Methemoglobinemia is a rare blood disorder characterized by the oxidation of
heme iron from ferrous (Fe2+) to ferric (Fe3+) state, which increases
oxygen affinity and impairs
oxygen release to the tissue causing
hypoxia. It can be congenital or acquired; however, most cases are acquired and caused by exogenous substances such as medications, chemicals, and environmental substances.
Phenazopyridine is an over-the-counter urinary
analgesic medication commonly used for symptomatic relief of
dysuria and has been reported to cause
methemoglobinemia. However, only a handful of cases of
phenazopyridine-induced
methemoglobinemia have been reported. We present a case of an 89-year-old female who presented with severe
hypoxia,
shortness of breath,
headache,
nausea, and
dizziness caused by
phenazopyridine-induced
methemoglobinemia.

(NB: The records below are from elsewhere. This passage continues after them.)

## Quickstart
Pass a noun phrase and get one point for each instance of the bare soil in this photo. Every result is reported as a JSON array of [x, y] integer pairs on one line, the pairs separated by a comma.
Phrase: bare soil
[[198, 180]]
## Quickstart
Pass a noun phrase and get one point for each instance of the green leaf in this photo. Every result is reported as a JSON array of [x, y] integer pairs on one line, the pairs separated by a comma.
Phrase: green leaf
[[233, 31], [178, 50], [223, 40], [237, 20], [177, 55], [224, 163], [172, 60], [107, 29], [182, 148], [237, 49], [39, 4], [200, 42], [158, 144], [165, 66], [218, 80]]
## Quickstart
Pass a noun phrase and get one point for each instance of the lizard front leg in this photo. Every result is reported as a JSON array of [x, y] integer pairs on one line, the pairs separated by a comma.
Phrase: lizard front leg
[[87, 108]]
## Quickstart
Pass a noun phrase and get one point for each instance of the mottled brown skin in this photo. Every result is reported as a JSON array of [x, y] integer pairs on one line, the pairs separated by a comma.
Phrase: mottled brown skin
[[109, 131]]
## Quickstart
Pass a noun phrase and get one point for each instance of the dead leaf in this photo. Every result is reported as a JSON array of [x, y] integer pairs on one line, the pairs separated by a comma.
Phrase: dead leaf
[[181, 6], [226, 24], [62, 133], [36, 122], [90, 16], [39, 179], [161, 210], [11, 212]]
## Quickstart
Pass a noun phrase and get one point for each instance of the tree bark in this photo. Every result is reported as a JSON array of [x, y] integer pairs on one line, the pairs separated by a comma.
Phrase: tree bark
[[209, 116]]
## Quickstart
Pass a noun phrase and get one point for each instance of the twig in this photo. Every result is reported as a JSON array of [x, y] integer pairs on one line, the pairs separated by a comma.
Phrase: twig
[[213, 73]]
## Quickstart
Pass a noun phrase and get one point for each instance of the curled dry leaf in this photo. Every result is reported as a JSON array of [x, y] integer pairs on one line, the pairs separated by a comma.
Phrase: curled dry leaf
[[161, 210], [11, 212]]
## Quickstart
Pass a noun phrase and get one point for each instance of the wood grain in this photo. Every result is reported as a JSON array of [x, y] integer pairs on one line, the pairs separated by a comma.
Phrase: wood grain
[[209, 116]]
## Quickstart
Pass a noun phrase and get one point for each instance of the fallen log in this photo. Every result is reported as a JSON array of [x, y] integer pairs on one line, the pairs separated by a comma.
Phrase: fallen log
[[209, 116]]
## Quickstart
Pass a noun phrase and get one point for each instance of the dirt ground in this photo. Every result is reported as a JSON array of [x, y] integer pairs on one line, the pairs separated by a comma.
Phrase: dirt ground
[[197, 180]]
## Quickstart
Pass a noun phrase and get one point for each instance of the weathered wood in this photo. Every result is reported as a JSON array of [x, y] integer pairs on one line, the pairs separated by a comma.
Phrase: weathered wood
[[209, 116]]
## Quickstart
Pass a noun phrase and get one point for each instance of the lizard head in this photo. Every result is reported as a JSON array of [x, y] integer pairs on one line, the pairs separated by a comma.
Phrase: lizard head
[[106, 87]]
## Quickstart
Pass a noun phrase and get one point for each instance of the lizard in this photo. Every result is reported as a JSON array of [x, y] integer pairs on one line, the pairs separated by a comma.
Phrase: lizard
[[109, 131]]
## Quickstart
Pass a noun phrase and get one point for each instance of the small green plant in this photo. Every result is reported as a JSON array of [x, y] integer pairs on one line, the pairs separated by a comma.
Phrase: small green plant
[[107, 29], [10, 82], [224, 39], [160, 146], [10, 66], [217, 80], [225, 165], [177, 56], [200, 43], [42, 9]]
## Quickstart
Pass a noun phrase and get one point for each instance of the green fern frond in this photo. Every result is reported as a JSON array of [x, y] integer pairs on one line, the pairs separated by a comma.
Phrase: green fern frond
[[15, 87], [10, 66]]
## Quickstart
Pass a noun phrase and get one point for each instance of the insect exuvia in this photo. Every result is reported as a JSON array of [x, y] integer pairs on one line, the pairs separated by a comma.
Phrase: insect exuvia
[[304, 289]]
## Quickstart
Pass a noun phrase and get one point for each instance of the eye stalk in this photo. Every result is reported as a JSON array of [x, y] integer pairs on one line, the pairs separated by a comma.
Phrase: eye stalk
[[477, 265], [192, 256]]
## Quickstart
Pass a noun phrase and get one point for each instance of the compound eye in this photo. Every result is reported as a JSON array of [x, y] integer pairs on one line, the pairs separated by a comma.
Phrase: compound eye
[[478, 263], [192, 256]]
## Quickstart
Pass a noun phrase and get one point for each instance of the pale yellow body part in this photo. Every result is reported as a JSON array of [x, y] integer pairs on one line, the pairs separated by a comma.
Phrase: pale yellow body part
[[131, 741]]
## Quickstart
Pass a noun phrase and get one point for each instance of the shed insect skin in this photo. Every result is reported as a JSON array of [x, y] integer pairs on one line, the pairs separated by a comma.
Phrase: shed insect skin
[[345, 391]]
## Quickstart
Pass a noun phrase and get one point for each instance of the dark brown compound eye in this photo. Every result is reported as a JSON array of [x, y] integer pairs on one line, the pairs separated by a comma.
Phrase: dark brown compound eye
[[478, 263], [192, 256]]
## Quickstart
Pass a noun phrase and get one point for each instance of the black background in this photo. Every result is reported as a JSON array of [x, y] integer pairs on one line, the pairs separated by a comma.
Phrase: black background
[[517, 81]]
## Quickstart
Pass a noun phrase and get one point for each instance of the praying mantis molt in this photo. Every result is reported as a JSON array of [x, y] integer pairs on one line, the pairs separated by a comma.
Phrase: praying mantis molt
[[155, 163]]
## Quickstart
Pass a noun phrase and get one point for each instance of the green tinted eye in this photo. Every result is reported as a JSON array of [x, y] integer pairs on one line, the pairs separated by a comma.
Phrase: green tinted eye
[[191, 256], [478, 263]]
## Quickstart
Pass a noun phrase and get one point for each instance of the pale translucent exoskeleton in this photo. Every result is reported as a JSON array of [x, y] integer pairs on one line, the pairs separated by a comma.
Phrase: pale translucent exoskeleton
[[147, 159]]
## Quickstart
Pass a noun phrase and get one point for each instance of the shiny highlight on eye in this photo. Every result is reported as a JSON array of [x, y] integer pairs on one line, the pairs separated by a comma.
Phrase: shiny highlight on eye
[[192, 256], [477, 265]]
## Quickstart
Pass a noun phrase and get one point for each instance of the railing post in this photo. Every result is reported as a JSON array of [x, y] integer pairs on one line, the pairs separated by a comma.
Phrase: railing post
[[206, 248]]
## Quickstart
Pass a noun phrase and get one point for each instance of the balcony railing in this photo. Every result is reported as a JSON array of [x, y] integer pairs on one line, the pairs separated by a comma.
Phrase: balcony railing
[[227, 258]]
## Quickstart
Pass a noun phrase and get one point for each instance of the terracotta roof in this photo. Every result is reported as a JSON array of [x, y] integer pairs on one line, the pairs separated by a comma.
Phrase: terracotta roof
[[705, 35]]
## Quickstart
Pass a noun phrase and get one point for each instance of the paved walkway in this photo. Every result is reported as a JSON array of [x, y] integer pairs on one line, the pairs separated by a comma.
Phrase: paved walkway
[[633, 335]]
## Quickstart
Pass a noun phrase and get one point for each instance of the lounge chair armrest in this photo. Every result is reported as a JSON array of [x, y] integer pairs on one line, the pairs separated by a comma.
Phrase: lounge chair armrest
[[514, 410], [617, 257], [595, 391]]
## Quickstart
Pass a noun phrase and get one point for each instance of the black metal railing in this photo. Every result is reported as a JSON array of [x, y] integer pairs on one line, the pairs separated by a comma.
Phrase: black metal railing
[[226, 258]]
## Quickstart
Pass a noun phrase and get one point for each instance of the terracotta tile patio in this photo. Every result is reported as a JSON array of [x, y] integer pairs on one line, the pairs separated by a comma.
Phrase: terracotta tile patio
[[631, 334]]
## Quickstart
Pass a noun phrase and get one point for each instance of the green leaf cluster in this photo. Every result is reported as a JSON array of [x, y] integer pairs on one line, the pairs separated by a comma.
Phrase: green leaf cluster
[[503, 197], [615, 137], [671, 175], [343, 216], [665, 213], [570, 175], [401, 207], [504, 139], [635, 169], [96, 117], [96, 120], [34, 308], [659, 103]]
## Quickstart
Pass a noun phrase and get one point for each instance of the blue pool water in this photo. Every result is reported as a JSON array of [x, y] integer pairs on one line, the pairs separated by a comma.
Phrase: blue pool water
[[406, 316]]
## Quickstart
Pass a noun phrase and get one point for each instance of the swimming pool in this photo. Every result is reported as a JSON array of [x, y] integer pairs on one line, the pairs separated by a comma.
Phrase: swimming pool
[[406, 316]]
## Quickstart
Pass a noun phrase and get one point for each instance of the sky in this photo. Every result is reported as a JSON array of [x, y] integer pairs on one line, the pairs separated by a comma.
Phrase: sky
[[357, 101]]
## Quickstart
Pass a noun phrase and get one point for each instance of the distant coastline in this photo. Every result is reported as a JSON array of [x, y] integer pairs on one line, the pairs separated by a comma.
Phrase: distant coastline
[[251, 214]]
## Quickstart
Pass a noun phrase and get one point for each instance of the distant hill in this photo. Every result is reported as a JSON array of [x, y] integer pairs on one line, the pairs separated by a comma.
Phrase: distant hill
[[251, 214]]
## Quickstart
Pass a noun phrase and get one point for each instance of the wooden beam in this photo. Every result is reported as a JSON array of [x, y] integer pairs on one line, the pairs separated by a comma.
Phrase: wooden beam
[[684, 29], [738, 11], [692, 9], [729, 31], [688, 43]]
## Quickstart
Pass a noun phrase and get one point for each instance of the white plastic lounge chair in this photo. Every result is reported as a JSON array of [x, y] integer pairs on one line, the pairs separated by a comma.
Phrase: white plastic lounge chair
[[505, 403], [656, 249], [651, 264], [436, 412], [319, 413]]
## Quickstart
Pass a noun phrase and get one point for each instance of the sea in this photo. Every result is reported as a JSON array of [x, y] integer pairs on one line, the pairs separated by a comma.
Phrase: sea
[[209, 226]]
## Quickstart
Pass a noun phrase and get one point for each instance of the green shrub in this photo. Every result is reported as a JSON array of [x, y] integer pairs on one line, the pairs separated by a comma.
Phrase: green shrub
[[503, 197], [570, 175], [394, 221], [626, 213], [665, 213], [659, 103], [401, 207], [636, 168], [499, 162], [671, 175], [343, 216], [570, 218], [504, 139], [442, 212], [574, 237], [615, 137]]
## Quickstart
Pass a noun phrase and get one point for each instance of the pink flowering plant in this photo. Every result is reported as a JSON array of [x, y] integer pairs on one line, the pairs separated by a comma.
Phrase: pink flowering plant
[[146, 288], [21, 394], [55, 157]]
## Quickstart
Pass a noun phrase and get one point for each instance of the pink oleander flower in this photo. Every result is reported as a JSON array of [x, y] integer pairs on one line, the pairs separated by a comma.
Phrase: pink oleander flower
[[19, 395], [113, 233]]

She was found to have a
methemoglobin level of 21.5% and was treated with
methylene blue, leading to a rapid improvement of her symptoms. She was taking one over-the-counter
phenazopyridine 200 mg
tablet three times daily for two weeks for her chronic
dysuria. This case highlights the need to have a high index of suspicion of
phenazopyridine-induced
methemoglobinemia in a patient presenting with unexplained
shortness of breath with a history of
phenazopyridine use as it could lead to severe
methemoglobinemia with
hypoxia that could potentially be fatal if not promptly diagnosed.